= The Food Group =

Children's book series by Jory John

The Food Group is a children's book series by American author Jory John, illustrated by Pete Oswald and published by HarperCollins between 2017 and 2021. The series includes seven books: The Bad Seed (2017), The Good Egg (2019), The Cool Bean (2019), The Couch Potato (2020), The Good Egg Presents: The Great Eggscape! (2020), The Smart Cookie (2021), and The Bad Seed Presents: The Good, the Bad, and the Spooky (2021), The Sour Grape (2022), The Big Cheese (2023), and The Cool Bean Presents: As Cool as It Gets

All five released books have been on The New York Times Bestseller List for children's picture books.
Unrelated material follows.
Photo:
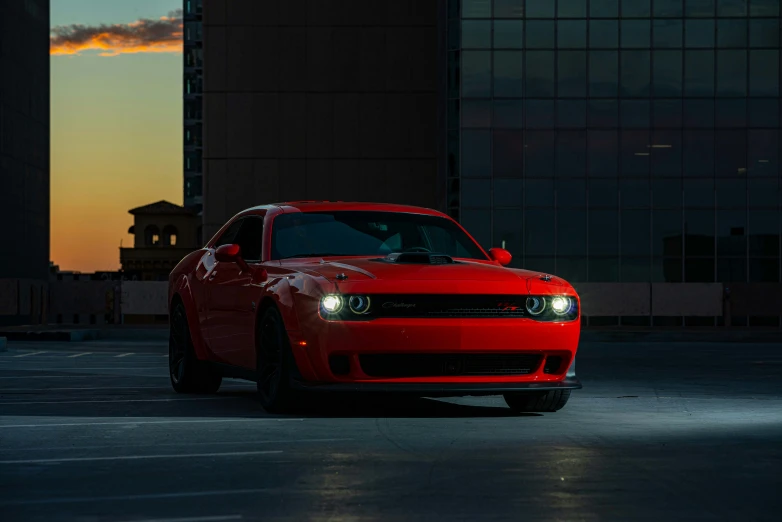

The Good Egg landed the number one spot.

== The Bad Seed ==
The Bad Seed, initially published on August 29, 2017, then republished May 8, 2018, is a children's book about self-acceptance.

The book was a New York Times bestseller for children's picture books and received a starred review from School Library Journal, as well as the following accolades:

- Junior Library Guild selection
- Washington Children’s Choice Picture Book Award Nominee (2019)
- North Carolina Children's Book Award Final Nominee (2019)
- Los Angeles Public Library Best of 2017: Children’s Books

== The Good Egg ==
The Good Egg, published on February 12, 2019, is a children's book about self-care.

The book landed the number one position on The New York Times bestseller list for children's pictures books. It received starred reviews from Kirkus Reviews and Booklist, as well as the following accolades:

- Junior Library Guild selection
- Goodreads Choice Award Nominee for Picture Books (2019)
- NPR's Book Concierge Selection (2019)
- Monarch Award Nominee (2021)

== The Cool Bean ==
The Cool Bean, published on December 3, 2019, is a children's book about self-esteem.

The book was a New York Times bestseller for children's picture books. It received a starred review from School Library Journal and was a Goodreads Choice Award Nominee for Picture Books in 2020.

== The Good Egg Presents ==
The Good Egg Presents: The Great Eggscape!, published on February 11, 2020, is a children's book about teamwork.

The book was a New York Times bestseller for children's picture books.

== The Couch Potato ==
The Couch Potato, published on November 3, 2020, is a children's book about self-management.

The book was a New York Times bestseller for children's picture books, and Indie Bestseller, and an Indie Next List Selection.

== The Bad Seed Presents ==
The Bad Seed Presents: The Good, the Bad, and the Spooky was published on July 27, 2021.

The book was a New York Times bestseller for children's picture books.

== The Smart Cookie ==
The Smart Cookie was published on November 2, 2021, is a children's book about Confidence.

== The Sour Grape ==
The Sour Grape was published on November 1, 2022, is a children's book about Forgiveness and Compassion.

== The Big Cheese ==
The Big Cheese is a children's book about Self-Awareness and Sportsmanship. It was published on November 7, 2023.